The newest piece on the album, "Still Life Crumbles," was written in 2012 by Tonia Ko, who is currently a doctoral candidate at Cornell. "It's an interesting pairing of violin and harpsichord in the 21st century," said Kim, who performed the work and the other sonatas on the album with pianist Ieva Jokubaviciute. "We think of that pairing in the 17th or 18th century, but she brings it into the 21st century with a 21st century language and a post-tonal style of writing."
She also includes Ellen Taaffe Zwilich's 1973-74 "Sonata in Three Movements" for violin and piano, as well as several bluegrass-inspired pieces, including "The Moon in the Sand," composed in 2007 by Jennifer Curtis, who plays mandolin with Kim for the piece. Curtis and Kim discovered their mutual interest in bluegrass by chance, while they were graduate students together at Juilliard.
"Jen and I are classically trained, but we both grew up going to bluegrass fiddle camp," Kim said. While Kim's father was teaching at Gunther Schuller's Festival at Sandpoint, her mother, in an attempt to keep three children busy in northern Idaho, enrolled them in a fiddle camp called the Fiddler's Hatchery. "It was a great place," Kim said. "It wasn't just fiddling, we had experience with blue grass tunes, line dancing, contradancing, calling, string trick class, juggling, basket weaving and jazz improv -- it was an American folk camp, essentially. I hold that very dear." Likewise, "Jen grew up in Appalachia; she has memories of jamming with her family and friends on her front porch in North Carolina," Kim said. As a bonus piece on the album, the two of them made a two-fiddle arrangement of "Wheel Hoss," a Bill Monroe tune.
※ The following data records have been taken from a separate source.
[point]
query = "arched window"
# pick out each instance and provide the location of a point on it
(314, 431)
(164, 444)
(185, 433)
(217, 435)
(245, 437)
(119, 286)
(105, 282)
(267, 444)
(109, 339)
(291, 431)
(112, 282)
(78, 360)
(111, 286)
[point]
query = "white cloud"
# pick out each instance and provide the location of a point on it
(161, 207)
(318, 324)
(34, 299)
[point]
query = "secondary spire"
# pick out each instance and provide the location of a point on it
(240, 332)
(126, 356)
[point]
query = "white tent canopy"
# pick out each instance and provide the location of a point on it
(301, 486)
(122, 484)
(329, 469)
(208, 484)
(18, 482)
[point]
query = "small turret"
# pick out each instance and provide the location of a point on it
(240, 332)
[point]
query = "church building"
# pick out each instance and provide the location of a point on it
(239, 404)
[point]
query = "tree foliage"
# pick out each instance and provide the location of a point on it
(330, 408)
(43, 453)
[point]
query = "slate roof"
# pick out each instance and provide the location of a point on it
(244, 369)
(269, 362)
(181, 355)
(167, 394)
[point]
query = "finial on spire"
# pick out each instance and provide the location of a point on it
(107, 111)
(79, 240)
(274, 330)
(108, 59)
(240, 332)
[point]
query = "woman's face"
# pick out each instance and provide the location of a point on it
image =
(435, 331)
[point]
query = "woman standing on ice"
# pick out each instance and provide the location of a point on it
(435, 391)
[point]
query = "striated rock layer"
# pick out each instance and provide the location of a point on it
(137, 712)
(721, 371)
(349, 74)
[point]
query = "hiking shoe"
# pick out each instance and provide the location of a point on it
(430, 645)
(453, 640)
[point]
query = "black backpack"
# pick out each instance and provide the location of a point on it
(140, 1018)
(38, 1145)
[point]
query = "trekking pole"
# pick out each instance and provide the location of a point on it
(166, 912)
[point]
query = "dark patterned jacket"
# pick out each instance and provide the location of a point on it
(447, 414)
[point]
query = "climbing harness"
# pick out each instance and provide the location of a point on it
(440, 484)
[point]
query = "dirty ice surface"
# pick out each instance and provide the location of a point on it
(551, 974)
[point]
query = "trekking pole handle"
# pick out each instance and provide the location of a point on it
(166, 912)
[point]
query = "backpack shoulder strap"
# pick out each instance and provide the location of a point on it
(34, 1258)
Kim borrowed the album's title from a poem by Emily Dickinson called, A Route of Evanescence. "Emily Dickinson is another fantastic American woman, and the concept of those two words 'route' and 'evanescence' really spoke to me," Kim said. "In the idea of a route: a composer or musician finding their own path, finding their route, their language, whether it be in composition or whether it be as a performer. And then the idea of evanescence: music exists only in that one experience, at a live performance. The flip side of that is when you're under a microphone, that evanescent experience is then captured on tape."